For years, Weaverville was one of the major centers of gold mining in the Klamath Mountains. The area was settled soon after Major Pearson B. Reading’s gold discovery on the Trinity River in 1848. The town was named for John Weaver, a prosperous Forty-Niner.

By the middle 1850s many persons lived here, including several thousand Chinese, some of whom became involved in a tong war in 1854. The old Chinese Joss House still stands and is now a state historical monument.

Mining began with small-scale placer operations in the Trinity River basin. Later the terrace and channel gravels were worked by hydraulic methods, and huge dragline dredges were used near Junction City and Weaverville.

Total gold production of Trinity County from 1880 through 1959 was 2,036,300 ounces, mostly from placers.

Resources and More History:

Mining Districts

The central part of the Trinity County is traversed by a northwest-trending belt of schists belonging to the Abrams Mica Schist and the Salmon Hornblende Schist, both believed to be Precambrian in age, and concordant Paleozoic metasedimentary rocks including quartzites, cherts, slates, limestones and inter-bedded lavas, greenstones, and amphibolite schists.

Northeast of this sequence of metasedimentary rocks are large masses of intrusive rocks ranging in composition from granite to serpentine, of probable Late Jurassic age.

Sedimentary rocks, possibly equal to the Franciscan Group of Jurassic age, are exposed in the southwestern part of the county.

Today, the hardrock mining industry owns gold, silver, and other precious metals and minerals beneath an estimated 21,632 acres of U.S. public land in Trinity County.
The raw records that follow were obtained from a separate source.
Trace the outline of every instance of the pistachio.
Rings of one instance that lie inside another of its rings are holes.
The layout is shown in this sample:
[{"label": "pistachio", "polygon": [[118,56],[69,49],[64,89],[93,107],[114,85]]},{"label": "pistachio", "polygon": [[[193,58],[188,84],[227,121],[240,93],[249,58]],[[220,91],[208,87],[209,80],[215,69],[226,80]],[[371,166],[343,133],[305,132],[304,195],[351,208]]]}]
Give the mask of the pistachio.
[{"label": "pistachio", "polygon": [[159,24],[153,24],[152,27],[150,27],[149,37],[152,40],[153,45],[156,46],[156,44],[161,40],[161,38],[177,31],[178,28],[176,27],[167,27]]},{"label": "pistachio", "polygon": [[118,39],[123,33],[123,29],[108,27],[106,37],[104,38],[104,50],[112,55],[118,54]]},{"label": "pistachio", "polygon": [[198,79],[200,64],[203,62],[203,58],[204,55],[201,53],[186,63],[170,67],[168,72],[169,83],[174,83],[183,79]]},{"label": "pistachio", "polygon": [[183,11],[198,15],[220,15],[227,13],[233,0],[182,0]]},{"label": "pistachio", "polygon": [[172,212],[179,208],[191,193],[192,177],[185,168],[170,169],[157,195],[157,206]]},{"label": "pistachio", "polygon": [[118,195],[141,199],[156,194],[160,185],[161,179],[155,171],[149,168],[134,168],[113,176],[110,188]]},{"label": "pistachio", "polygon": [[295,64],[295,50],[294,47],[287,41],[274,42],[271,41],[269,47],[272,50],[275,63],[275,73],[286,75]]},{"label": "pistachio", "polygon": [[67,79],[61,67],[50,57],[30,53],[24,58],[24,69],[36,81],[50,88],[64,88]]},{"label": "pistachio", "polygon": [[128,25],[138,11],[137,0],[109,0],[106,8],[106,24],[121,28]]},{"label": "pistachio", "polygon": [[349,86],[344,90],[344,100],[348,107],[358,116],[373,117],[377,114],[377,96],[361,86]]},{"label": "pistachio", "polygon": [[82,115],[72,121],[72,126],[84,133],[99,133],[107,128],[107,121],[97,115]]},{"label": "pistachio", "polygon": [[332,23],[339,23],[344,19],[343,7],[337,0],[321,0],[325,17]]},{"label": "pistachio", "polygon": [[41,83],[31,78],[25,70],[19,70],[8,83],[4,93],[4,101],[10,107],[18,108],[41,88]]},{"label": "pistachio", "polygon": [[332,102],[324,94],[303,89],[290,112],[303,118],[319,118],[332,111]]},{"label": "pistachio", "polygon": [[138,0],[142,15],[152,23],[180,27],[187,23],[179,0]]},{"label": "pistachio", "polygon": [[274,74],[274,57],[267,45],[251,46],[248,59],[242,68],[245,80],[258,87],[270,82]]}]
Much of the land was acquired for as little as $0.84 per acre and held in perpetuity for a yearly rental fee as low as $0.62 an acre. Under a 132-year-old law, originally intended to spur development of the West, the industry is dominated by a handful of multinational corporations pays no federal royalties.

Carrville District

The Carrville district is about 5 miles north of Trinity Center, along the Trinity River near its junction with Coffee Creek. Almost its entire production has come from lode deposits, which produced an estimated $1 million in gold through 1910 ; however, no activity has been reported in recent years.

Trinity River Basin

The Trinity River basin is a large area that includes most of the drainage of the Trinity River, and it extends from Coffee Creek southward through Trinity Center, Dedrick, Helena, Junction City, Weaverville, Lewiston, and Douglas City, and west to the Hay Fork area.

Mining began in this area in the early 1850s and was still active in 1959, though on a much-reduced scale. Placer mining was formerly done on a large-scale by hydraulic operations, but large dragline dredges have supplanted the hydraulic giants.

The La Grange mine near Weaverville was the largest hydraulic mine in this area. Production of gold from the gravels of the Trinity River basin from 1880 through 1959 was about 1,750,000 ounces.

The gold-bearing gravels of the Trinity basin are related to two cycles of erosion of the Klamath Mountains. The older gravels are partly cemented and locally deformed, where the younger gravels occur along the present streams and are undisturbed. Both types contain workable placers.

Cinnabar

The Cinnabar District is above Trinity Center, about sixty miles from Weaverville, Trinity County.

The Trinity and Altoona are the principal mines, and have generally been profitably worked.

The cost of producing quicksilver in this district was 17 cents per pound. The Altoona quicksilver mine had a force who are engaged in getting out ore and developing the ledge.